第3話 受付嬢ちゃんの好感

 この世界――ロータ・ロバリーには多様なヒト種が存在します。

 シオリの所属する西大陸中央第17支部はヨーラン平原国という国で、只人マギムというヒト種が主要な人種となります。


 マギムの特徴は、尻尾翼もヒレも角もこれという大きな特徴が何もないことです。それ故、マギムはヒト種でも最古の形ではないかと言われています。シオリもこのマギムですし、ギルド職員や冒険者もこの辺りはマギムが圧倒的に主流です。


 しかし土地が違えば事情も違い、例えば西大陸の北に存在するコマヌ国は犬人ケレビムという犬耳犬尾の種族が主流だったりと、土地によって住まう種族は大きく違います。

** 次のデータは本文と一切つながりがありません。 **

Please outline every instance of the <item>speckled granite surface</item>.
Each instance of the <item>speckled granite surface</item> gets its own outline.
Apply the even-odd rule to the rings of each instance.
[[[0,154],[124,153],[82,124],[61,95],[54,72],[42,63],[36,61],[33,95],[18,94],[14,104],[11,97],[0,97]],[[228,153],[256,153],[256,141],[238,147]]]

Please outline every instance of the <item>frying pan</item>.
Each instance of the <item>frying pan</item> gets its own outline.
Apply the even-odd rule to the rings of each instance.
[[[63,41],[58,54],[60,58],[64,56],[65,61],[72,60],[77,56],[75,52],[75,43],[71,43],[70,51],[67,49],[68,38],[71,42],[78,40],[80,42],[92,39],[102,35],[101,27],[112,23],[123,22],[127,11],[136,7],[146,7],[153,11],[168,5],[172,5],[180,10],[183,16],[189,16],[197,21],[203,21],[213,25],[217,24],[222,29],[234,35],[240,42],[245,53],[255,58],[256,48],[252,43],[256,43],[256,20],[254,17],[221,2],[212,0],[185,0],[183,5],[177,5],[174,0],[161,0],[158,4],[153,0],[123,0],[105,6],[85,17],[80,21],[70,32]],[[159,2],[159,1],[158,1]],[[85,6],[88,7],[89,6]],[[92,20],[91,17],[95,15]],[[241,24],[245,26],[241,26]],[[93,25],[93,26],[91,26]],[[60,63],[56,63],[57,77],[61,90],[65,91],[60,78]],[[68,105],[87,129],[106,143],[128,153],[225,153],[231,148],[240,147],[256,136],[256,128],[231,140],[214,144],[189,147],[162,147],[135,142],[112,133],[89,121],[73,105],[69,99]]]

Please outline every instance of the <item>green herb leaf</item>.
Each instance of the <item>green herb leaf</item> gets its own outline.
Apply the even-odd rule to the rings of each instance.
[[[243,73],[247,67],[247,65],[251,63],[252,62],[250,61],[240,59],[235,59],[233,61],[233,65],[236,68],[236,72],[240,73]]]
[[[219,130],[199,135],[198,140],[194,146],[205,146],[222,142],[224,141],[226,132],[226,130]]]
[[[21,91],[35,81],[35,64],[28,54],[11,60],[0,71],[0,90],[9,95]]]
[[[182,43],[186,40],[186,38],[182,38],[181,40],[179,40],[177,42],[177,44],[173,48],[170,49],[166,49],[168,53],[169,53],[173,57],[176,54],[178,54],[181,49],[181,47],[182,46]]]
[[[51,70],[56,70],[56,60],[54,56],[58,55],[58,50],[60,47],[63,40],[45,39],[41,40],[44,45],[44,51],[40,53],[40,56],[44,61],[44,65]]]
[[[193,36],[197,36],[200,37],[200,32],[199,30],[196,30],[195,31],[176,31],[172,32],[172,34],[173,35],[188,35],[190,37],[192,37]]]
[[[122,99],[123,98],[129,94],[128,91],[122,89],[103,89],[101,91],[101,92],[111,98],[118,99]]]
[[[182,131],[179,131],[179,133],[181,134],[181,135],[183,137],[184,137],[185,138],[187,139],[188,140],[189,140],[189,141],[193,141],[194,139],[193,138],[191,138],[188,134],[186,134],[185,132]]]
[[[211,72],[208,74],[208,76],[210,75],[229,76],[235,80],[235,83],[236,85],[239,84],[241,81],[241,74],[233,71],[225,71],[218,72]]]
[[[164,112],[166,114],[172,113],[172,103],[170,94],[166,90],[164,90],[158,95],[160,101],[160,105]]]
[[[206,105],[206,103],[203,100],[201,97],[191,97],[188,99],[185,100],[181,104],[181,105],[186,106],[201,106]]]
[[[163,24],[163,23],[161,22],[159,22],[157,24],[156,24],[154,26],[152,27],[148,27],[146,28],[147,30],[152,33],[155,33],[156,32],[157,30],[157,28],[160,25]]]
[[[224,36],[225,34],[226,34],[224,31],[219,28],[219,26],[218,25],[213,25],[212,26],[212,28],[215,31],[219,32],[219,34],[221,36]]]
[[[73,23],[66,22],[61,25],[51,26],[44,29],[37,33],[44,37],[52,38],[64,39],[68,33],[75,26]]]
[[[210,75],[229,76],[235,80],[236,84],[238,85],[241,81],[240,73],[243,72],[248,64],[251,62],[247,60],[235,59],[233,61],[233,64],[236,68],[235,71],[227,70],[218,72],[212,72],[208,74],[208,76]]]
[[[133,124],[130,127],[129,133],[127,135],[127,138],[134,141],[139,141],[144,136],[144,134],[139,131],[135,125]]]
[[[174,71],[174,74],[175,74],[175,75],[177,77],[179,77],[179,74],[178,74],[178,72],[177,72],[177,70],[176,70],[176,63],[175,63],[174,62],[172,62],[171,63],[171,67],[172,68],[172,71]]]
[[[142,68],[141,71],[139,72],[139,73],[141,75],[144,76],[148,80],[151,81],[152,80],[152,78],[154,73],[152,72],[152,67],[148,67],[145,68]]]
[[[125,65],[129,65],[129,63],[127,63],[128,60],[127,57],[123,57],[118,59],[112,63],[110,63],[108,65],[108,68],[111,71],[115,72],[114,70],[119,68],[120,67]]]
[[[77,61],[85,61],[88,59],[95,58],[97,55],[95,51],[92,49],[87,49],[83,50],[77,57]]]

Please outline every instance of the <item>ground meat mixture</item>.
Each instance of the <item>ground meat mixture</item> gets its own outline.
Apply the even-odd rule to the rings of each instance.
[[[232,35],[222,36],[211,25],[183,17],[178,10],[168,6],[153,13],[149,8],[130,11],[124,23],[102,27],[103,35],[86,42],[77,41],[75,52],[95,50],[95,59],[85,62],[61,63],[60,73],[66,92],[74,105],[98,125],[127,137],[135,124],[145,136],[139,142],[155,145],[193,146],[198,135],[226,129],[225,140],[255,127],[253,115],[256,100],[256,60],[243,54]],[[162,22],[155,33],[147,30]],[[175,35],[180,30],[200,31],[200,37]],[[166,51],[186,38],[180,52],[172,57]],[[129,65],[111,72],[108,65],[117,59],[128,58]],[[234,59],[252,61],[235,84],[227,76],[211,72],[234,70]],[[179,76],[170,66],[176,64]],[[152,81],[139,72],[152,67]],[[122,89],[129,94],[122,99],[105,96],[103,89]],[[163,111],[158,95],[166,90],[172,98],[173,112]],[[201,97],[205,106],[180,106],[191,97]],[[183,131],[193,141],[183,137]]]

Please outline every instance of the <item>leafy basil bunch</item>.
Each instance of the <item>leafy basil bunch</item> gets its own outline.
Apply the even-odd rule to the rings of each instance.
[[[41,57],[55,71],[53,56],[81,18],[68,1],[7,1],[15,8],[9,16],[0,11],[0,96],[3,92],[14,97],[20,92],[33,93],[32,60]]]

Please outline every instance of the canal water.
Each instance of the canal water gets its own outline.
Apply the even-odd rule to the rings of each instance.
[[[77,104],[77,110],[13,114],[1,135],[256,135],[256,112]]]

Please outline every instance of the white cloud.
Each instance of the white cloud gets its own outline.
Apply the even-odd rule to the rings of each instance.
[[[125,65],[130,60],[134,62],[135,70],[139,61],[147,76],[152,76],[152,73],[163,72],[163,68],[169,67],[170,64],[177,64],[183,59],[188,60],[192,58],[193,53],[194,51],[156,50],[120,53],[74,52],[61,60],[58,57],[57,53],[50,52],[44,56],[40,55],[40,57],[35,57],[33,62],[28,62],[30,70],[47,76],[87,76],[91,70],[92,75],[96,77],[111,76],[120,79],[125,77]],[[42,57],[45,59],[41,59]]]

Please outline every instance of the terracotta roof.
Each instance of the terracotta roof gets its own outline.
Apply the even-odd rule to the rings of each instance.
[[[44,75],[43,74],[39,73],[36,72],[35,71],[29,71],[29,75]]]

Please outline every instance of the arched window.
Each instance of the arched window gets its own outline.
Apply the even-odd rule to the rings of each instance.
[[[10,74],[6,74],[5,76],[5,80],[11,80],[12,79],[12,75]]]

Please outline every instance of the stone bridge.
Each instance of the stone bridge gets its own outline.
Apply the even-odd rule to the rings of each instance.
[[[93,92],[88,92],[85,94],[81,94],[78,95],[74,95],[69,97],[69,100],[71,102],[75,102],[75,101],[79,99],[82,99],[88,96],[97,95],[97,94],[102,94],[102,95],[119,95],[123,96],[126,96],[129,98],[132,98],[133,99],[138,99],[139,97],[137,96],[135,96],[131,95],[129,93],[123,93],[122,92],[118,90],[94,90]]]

 そして今、シオリの目の前にいる非常に可愛らしい犬耳犬尾っぽい少女は狼人フェリム――これは今や三大国ビッグスリーに並ぶとされる南の果ての雪と氷に覆われた国、エドマ氷国連合の主要種族です。


「その瞬間! 妾のカンは冴え渡り、一撃で魔物めの心臓を氷の刃が切り裂いた! こうして目標を達成した妾はこうしてシオリに報告をしに参ったのじゃ!」


 自慢げにアピールしつつも身長が足りないので台の上に立ってカウンターから顔を出すこの白髪赤目の女の子は、その名をグラキオちゃんと言います。可愛い。

 特徴は雪の精霊のような可愛さ。

 のじゃ口調も仕草もどや顔もとても可愛いです。


 彼女は年齢的には10歳にも満たず本来なら冒険者になれないくらいなのですが、彼女はエドマ氷国連合でも地位の高い家にいるらしく謎の圧力で冒険者になることを許されています。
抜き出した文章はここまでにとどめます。